While Rivera and Rubio are no longer friends or associates, it certainly does not help Rubio that last Thursday an administrative law judge issued an order stating that Rivera, 49, should be required to pay $16,500 in fines and nearly $41,322 in restitution resulting from a probe that found he violated campaign finance and ethics laws, according to Miami's CBS affiliate
Last year, the Florida Commission of Ethics sent a 37-page recommendation to the judge, who found that Rivera violated three state ethics laws each year between 2005 and 2009 by improperly claiming state travel reimbursements and did not adequately disclose financial information.
The ethics commission charged Rivera with 11 potential violations in 2012, but later withdrew five of the charges, according to the Miami Herald
Judge David Watkins also recommended last week that Rivera, who served one term in the U.S. House, should be censured and should face reprimand.
The troubled Tallahassee home surfaced again in 2012 when Rubio's name was being circulated as a possible vice presidential candidate.

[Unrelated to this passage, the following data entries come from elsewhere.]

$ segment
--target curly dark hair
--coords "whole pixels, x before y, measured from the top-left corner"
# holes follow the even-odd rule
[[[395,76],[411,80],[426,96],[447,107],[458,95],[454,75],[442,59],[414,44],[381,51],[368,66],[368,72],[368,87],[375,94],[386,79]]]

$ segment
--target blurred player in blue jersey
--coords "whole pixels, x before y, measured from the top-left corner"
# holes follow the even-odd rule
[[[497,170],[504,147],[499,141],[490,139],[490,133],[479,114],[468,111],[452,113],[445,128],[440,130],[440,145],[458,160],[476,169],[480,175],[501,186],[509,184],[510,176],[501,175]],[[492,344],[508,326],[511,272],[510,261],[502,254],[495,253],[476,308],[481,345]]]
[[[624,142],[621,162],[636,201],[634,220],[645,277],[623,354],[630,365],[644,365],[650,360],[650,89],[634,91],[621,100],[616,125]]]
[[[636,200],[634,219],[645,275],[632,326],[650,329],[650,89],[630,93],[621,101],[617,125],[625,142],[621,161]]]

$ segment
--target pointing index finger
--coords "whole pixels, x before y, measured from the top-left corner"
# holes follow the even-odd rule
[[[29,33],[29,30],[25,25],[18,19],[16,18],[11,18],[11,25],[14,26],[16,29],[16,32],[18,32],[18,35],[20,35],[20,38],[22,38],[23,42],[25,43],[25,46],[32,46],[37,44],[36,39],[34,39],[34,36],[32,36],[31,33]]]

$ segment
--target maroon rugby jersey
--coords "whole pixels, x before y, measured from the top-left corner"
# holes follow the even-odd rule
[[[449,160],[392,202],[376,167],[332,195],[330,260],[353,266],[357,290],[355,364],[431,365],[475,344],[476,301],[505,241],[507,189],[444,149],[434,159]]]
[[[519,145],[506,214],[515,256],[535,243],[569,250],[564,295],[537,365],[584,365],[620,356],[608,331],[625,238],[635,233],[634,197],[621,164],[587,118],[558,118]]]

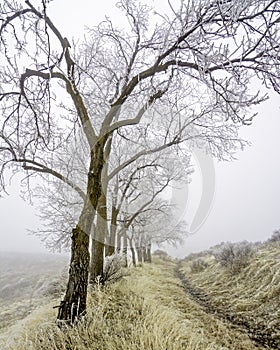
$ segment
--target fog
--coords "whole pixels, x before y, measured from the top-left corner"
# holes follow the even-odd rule
[[[107,1],[104,4],[107,6],[106,11],[109,11],[111,3]],[[79,31],[83,27],[76,18],[85,19],[89,25],[97,24],[104,16],[105,10],[101,7],[93,15],[93,11],[89,11],[89,2],[85,9],[82,4],[86,2],[79,2],[78,9],[82,13],[77,12],[73,4],[67,2],[68,9],[63,8],[60,2],[50,4],[51,9],[54,6],[59,9],[53,13],[56,22],[61,21],[63,11],[64,22],[61,24],[65,32],[70,32],[70,37],[75,30]],[[259,115],[253,124],[241,130],[241,137],[250,141],[251,146],[238,152],[235,161],[215,161],[216,189],[211,211],[199,230],[186,237],[183,247],[168,248],[172,255],[182,257],[221,241],[265,240],[273,230],[280,227],[280,99],[272,92],[270,96],[269,101],[258,107]],[[3,194],[0,198],[0,250],[46,252],[39,239],[28,234],[28,229],[34,230],[41,223],[34,208],[19,197],[19,182],[20,179],[15,177],[8,188],[10,195]],[[192,209],[185,217],[188,226],[191,225],[195,205],[201,195],[199,170],[193,176],[189,192]]]
[[[222,241],[263,241],[280,228],[279,105],[279,96],[271,93],[253,124],[240,133],[251,146],[238,152],[232,162],[215,162],[216,191],[210,214],[183,247],[170,249],[172,255],[182,257]],[[190,192],[200,193],[200,188],[198,171]]]

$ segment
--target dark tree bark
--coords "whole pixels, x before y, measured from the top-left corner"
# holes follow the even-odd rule
[[[119,210],[113,205],[111,213],[111,227],[108,241],[107,255],[113,255],[116,250],[117,218]]]
[[[71,260],[69,268],[69,278],[65,297],[59,306],[57,322],[66,321],[73,324],[86,313],[87,286],[89,277],[89,239],[92,225],[98,206],[99,198],[102,194],[102,170],[104,165],[103,142],[96,143],[91,151],[91,162],[88,174],[87,198],[81,212],[79,223],[72,232]],[[100,242],[98,242],[100,243]],[[103,269],[103,244],[97,243],[95,255],[96,266]],[[102,255],[102,257],[101,257]]]
[[[106,167],[105,167],[106,168]],[[104,169],[106,172],[106,169]],[[98,200],[97,220],[95,232],[92,237],[92,255],[90,264],[90,283],[94,284],[97,278],[103,281],[105,239],[108,236],[107,227],[107,176],[102,175],[102,193]]]
[[[90,266],[90,283],[95,284],[97,279],[103,280],[104,267],[104,243],[100,240],[92,239],[92,258]]]
[[[57,321],[73,324],[86,313],[89,236],[78,226],[72,231],[69,279],[64,300],[59,306]]]

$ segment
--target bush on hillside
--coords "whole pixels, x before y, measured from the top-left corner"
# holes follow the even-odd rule
[[[248,242],[227,243],[214,256],[216,260],[232,272],[239,272],[249,265],[255,250]]]
[[[267,240],[269,243],[280,243],[280,229],[275,230],[272,236]]]
[[[121,279],[124,273],[125,257],[121,253],[114,253],[105,258],[103,269],[103,282],[116,282]]]
[[[192,261],[192,260],[196,260],[196,259],[199,259],[199,258],[203,258],[206,255],[207,255],[207,251],[203,250],[203,251],[197,252],[197,253],[190,253],[182,260],[183,261]]]
[[[66,285],[68,279],[68,272],[65,268],[60,276],[54,277],[48,282],[44,283],[41,288],[37,290],[37,294],[42,293],[45,297],[50,298],[61,298],[65,293]]]
[[[65,281],[61,279],[54,279],[47,284],[42,294],[43,296],[50,298],[60,298],[65,292],[65,286]]]
[[[165,250],[157,249],[153,252],[153,255],[163,260],[170,260],[170,256]]]
[[[196,259],[190,263],[191,273],[199,273],[204,271],[208,264],[203,259]]]

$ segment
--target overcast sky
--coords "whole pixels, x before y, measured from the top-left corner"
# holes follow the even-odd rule
[[[51,12],[54,22],[63,28],[65,36],[81,33],[84,24],[95,25],[105,14],[112,14],[113,1],[92,2],[54,0]],[[54,11],[57,9],[56,11]],[[241,136],[251,142],[233,162],[215,162],[215,198],[204,225],[189,236],[183,247],[171,249],[175,256],[205,249],[221,241],[265,240],[280,228],[280,97],[271,98],[258,108],[253,124],[244,127]],[[35,211],[19,198],[19,179],[9,188],[10,196],[0,198],[1,250],[45,251],[39,240],[27,234],[27,229],[40,225]],[[194,203],[201,192],[199,171],[189,190]],[[196,199],[195,199],[196,197]],[[186,214],[189,225],[193,212]]]

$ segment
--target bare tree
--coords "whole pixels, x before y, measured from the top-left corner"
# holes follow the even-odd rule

Washington Post political pundit Chris Cillizza
said the Rivera connection was the reason Rubio would not be selected to be on the Republicans' 2012 presidential ticket.
"It's not clear how long Rubio can keep this 'he's an old friend' schtick up — and there are clearly political perils in doing so. Rubio will wind up answering for Rivera at every turn and, in the event the IRS and FBI decide to prosecute, he'll have to get as far away from his friend as quickly as possible," wrote Cillizza.
When asked about his relationship with Rivera, Rubio told Fox News' Bret Baier in 2012 that Rivera was "a friend I've known on a personal level even before I was elected or he was elected to office. So look, I know he's going through a tough time. And we've all read the press reports and none of us like to see that about anybody, much less a friend. And he's going to have to deal with those issues," according to a Politico report
The Florida senator has continued to maintain that the failure to make payments was the result of a disagreement over the amount and subsequent confusion.
"There was a disagreement with the bank about how much the monthly payments were. And it all got confusing. The bank turned it over to a — one of these law firms in Florida that specialized in quick foreclosure proceedings. And before we could figure it all out with them, they filed this paperwork. So we quickly addressed it, and we've never had a problem since," he told Fox News' Baier.